The town Ukraine says Russia targeted - Marhanets - is one that Russia has alleged Ukrainian forces have used in the past to shell Russian forces who are holed up at the Zaporizhzhia nuclear power plant which they took over in March.
Ukraine and Russia have accused each other of imperilling the safety of the vast plant - Europe's largest - by attacking one another in its vicinity.
Rafael Grossi, head of the International Atomic Energy Agency (IAEA), has urged both sides to exercise restraint, warning of the "very real risk of a nuclear disaster."

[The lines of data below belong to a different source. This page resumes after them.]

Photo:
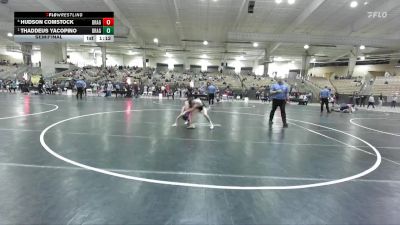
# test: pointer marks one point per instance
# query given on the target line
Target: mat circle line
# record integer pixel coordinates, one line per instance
(208, 186)
(372, 129)
(32, 114)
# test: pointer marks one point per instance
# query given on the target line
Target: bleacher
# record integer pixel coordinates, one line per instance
(389, 89)
(321, 82)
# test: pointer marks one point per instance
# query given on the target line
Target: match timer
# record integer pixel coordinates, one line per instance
(108, 26)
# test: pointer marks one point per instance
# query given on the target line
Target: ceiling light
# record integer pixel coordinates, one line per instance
(353, 4)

And foreign ministers from the Group of Seven leading industrialised countries yesterday condemned Russia's occupation of the power plant and called on Moscow to immediately hand back full control of the plant to Ukraine, something Moscow seems unlikely to do.
Moscow says it does not deliberately target civilians in what it calls its "special military operation" in Ukraine aimed at preemptively safeguarding its own security against expansion of the Nato military alliance.

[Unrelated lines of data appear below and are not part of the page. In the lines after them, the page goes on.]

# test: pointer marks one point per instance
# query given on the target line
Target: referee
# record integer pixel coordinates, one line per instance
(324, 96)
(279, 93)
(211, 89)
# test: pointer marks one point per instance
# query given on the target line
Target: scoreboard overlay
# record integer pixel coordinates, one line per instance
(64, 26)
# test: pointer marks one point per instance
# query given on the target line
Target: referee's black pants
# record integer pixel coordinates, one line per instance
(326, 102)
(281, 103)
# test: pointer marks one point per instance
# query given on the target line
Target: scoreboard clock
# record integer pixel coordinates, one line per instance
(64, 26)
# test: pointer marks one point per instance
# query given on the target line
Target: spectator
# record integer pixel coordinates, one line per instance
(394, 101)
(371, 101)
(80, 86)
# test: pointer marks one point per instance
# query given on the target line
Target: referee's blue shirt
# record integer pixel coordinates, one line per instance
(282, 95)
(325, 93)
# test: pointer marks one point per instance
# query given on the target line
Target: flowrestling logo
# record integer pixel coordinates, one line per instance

Andriy Yermak, President Volodymyr Zelensky's chief of staff, accused Russia of launching attacks on Ukrainian towns with impunity from the Zaporizhzhia nuclear power plant in the knowledge that it was risky for Ukraine to fight back.
"Eighty reactive rockets fired at residential buildings," Yermak wrote on the Telegram messaging service, referring to the attack on Marhanets.
"The terrorist nation is continuing to fight against civilians. The cowardly Russians can't do anything more so they strike towns ignobly hiding at the Zaporizhzhia atomic power station", he wrote.
Ukraine says around 500 Russian troops with heavy vehicles and weapons are stationed at the plant, where Ukrainian technicians continue to work, reports Reuters.
Russia says its forces are behaving responsibly and doing everything they can to ensure the facility's safety. Moscow has accused Ukrainian forces of shelling the plant, something Kyiv denies.
A senior Ukrainian official suggested a series of explosions at a Russian air base in Crimea on Tuesday could have been the work of partisan saboteurs, as Ukraine denied responsibility for the incident deep in Russian-occupied territory.
Zelensky did not directly mention the blasts in his daily video address but said it was right that people were focusing on Crimea.
"We will never give it up ... the Black Sea region cannot be safe while Crimea is occupied," he said, repeating his government's position that Crimea would have to one day be returned to Ukraine.
Britain, which is helping Ukraine with weapons, intelligence and training, said yesterday that it believed Russia had "almost certainly" established a major new ground force to support its war.
The new force, called the 3rd Army Corps, was based in the city of Mulino, east of Russia's capital, Moscow, the British Defence Ministry said in a daily intelligence bulletin.